No Sense in Building Muzaffarpur-Dhalkebar Transmission Line



Kanak Mani Dixit
Publisher
Himal weekly

Kanak jee

you have written article in TKP of a few days back on "construction of Muzaffarpur-Dhalkebar transmission line must not be obstructed." My perspective is very different from his.

This transmission line will have a capacity for 1,000 MW, but to build it to import 150 MW is sheer misuse of Nepal’s scarce resource for a resource constrained country; it doesn’t ensure optimum use of resources. Underutilization of capacity costs highly to the economy.

Further, 150 MW will be like a drop in the ocean as Nepal’s deficit is already more than 500 MW. Moreover, if Nepal is to attain normal economic growth (current scenario obtaining is suppressed economic growth), demand for electricity will surpass 5,000 MW in 5 years time (by when one can expect the lines will be ready) and the “drop”, in that scenario, will become infinitesimal.

Moreover, India, especially north India is suffering from power deficit and she is not in a position to provide power in quantities that Nepal need.
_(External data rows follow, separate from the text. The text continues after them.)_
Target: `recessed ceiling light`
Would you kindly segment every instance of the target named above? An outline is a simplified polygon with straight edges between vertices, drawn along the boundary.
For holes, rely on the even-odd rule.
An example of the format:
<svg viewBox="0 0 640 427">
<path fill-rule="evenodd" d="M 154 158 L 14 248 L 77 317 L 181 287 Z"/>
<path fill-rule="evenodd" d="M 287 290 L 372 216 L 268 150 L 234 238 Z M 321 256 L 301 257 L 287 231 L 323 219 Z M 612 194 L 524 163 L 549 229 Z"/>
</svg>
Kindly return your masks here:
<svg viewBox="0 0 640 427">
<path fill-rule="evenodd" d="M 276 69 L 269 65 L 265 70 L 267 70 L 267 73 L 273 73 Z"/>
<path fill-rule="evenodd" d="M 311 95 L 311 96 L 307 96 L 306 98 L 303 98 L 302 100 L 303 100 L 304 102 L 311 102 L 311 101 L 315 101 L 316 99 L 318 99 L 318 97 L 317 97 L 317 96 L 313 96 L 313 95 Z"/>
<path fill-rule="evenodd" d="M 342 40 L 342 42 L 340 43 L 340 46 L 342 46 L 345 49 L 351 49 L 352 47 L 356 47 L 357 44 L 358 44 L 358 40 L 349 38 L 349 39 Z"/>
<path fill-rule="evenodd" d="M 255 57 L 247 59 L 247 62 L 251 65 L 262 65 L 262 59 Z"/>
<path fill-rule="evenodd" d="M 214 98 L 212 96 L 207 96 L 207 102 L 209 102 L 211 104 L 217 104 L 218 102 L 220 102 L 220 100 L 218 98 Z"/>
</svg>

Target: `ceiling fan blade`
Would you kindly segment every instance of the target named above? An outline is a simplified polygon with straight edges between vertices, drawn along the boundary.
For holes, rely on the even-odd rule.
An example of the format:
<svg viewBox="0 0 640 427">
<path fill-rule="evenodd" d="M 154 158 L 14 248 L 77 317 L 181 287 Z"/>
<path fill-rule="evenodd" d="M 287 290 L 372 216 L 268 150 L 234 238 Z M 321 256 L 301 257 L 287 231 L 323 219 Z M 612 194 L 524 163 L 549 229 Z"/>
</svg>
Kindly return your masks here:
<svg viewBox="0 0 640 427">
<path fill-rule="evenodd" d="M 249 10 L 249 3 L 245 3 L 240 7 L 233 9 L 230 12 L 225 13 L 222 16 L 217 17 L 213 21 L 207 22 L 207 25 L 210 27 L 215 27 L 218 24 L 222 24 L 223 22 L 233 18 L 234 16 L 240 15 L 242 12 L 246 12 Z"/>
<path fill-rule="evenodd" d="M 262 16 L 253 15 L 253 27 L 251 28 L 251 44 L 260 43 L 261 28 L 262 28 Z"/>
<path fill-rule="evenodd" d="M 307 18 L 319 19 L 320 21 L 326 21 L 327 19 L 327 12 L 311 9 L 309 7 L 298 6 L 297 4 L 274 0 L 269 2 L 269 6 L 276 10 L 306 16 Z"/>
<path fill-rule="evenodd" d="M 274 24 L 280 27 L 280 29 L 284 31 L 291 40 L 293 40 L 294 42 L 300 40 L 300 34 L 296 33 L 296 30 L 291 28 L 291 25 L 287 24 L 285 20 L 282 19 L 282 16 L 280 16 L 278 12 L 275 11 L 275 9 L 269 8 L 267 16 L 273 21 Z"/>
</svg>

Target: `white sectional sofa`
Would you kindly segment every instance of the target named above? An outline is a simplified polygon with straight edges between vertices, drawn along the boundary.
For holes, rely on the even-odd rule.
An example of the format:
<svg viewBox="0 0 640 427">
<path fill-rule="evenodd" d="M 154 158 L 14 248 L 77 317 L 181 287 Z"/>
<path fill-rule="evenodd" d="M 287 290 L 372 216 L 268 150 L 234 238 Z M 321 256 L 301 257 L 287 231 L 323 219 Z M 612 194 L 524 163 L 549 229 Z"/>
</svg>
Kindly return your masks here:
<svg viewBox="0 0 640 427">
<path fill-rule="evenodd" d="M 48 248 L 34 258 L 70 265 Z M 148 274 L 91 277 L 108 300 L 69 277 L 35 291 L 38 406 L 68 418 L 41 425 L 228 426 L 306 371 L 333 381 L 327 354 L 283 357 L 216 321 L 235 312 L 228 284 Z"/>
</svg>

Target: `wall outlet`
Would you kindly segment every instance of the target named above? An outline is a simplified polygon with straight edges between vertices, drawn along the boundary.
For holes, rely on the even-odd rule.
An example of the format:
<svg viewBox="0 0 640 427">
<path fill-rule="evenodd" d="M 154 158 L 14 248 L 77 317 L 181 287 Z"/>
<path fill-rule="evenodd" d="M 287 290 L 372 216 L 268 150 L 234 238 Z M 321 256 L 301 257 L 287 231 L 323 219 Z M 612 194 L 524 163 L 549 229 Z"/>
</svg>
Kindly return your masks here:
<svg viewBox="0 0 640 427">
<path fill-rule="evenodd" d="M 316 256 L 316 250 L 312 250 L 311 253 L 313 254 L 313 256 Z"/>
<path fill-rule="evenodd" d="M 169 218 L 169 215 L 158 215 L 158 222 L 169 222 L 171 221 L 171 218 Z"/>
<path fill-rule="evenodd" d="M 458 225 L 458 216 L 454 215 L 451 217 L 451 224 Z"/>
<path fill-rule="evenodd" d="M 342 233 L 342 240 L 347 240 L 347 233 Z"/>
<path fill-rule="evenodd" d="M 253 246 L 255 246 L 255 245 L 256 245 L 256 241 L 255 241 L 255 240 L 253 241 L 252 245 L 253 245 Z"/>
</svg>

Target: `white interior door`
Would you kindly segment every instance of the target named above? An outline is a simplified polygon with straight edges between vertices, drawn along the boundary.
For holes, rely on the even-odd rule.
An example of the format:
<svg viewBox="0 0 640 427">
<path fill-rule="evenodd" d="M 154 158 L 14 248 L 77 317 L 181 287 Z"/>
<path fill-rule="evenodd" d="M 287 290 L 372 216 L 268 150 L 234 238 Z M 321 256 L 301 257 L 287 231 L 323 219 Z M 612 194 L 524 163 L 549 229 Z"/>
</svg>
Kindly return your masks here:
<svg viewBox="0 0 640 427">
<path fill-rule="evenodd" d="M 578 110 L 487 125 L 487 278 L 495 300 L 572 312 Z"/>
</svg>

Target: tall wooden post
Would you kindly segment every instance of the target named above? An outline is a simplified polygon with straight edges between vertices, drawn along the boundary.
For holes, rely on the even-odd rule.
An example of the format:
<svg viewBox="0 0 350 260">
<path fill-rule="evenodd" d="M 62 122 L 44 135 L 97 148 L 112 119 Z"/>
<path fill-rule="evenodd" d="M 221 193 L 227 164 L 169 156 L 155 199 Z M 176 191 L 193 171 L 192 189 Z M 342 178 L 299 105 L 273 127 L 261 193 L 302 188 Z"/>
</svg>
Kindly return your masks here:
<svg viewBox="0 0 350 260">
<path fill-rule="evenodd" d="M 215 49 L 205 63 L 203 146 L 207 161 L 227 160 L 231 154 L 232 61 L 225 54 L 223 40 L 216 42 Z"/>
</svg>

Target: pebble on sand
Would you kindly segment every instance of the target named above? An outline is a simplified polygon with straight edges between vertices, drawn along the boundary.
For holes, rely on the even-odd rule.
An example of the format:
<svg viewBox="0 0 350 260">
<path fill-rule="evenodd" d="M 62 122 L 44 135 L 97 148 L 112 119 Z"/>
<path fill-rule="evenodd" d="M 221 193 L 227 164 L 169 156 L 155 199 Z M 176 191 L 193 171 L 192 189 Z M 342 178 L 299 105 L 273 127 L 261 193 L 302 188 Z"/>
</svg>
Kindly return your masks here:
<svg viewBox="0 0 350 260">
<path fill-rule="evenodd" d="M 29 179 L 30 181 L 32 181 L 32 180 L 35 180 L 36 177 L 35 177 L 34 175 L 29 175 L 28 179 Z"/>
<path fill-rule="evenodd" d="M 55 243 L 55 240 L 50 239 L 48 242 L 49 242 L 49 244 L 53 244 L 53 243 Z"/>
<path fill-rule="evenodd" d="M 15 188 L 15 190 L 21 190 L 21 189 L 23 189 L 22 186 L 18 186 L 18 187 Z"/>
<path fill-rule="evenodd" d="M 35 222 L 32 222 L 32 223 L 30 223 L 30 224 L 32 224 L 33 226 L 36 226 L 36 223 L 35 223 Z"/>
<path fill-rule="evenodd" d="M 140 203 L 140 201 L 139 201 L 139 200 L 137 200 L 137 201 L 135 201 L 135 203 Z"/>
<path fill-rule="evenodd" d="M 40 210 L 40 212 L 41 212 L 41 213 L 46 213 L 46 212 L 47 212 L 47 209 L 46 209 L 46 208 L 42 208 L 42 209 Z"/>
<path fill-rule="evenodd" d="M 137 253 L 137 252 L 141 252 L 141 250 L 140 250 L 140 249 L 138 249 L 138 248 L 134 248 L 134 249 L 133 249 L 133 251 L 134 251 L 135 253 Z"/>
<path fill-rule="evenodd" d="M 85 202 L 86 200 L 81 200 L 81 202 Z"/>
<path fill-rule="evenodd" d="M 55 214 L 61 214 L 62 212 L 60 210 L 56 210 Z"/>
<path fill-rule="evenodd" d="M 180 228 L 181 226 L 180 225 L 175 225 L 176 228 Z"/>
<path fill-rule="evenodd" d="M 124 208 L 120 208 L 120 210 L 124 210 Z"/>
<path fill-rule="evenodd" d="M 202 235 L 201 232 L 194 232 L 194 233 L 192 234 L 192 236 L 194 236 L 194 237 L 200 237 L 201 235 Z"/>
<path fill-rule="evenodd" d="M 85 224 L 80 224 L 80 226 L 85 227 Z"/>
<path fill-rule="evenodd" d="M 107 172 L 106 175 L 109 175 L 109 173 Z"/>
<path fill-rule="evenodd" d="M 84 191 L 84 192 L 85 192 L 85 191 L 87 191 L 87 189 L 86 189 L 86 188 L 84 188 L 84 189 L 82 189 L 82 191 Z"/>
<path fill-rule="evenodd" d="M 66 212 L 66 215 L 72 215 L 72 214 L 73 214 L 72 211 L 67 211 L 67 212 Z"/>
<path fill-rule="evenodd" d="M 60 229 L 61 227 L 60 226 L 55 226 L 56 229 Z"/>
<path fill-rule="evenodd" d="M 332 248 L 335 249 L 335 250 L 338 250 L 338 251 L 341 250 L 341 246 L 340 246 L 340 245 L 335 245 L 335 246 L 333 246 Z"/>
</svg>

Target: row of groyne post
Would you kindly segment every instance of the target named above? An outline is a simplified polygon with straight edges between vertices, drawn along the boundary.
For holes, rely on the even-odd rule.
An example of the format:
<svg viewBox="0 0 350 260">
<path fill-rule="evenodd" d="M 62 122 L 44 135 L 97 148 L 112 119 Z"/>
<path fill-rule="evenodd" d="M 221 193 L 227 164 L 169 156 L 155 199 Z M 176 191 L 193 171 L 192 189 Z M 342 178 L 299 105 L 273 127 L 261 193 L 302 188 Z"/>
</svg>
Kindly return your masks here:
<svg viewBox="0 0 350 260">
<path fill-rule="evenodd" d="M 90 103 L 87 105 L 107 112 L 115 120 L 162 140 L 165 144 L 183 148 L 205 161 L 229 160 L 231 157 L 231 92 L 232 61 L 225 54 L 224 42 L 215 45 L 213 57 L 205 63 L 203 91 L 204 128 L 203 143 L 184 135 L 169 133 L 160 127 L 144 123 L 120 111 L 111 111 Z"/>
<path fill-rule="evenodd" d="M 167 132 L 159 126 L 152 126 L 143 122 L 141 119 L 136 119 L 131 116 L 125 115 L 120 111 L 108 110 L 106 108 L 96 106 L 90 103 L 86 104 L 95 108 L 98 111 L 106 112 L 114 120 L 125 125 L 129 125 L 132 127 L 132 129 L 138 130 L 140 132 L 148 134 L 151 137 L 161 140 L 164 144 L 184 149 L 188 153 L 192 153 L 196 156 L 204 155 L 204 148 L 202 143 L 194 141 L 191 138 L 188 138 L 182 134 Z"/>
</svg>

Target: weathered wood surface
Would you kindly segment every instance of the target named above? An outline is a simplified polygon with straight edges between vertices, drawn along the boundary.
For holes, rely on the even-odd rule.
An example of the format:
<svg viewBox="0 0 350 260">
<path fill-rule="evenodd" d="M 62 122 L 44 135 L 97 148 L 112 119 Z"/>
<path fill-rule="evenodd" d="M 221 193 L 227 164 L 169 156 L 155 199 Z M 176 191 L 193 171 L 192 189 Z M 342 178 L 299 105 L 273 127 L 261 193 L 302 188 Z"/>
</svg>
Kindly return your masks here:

It will amount to अाफै त महादेव कसले िदने बर ?

Furthermore, India has been using power export to Nepal as a "Damocles’ sword" exemplified by refusal by Ministry of External Affairs to sanction export of 30 MW to Nepal in 2009 May, impelling Prachanda to resign (after Bihar Electricity Board, PTC, and other ministries had already concurred with the proposal); the incident related to Katuwal is mere eyewash. Even afterwards that Nitish Kumar also disconnected power to Nepal several times.

Therefore, it will be basically used for export of power to India. Which doesn’t make sense as it is for the importer or project developer that should be investing for evacuation of power – not Nepal government.

In this backdrop it also shouldn’t be forgotten that hydrocrats in both Nepal and India are working to build a string of projects for export like Arun III, Tamakoshi III, Upper Marshyangdi and Upper Karnali; this defies logic. Nepal readies to export at the same time it is also planning to import.

Then the tragicomic situation will be: Nepal exporting in the range of tariff of Rs 2-3/kWh and importing at more than Rs 10/kWh. It will just like what Indians are going about saying: नेपाली लाेग अच्छे, हैं मगर बेबकुफ हैं ।

Therefore, transmission lines should be built for hydropower projects in the pipeline to ensure use of electricity generated as such to meet Nepal’s not only existing and projected demand but also latent demand like providing access of electricity from NEA to close to 100% of the population (currently only 40% of the population is connected to NEA system), providing electricity for industrialization such that employment is generated in adequate quantum to enable those who have migrated overseas for employment are able to return home, electrification of transportation, displacement of LPG from kitchens, etc.; if possible even to displace firewood from rural kitchens which is resulting in loss of 430 million working days that is spent in collection of firewood.

It, however, doesn’t mean that Nepal shouldn’t export even a kilowatt-hour of electricity because electricity, under normal circumstance cannot be stored; any all excess electricity should/could be exported.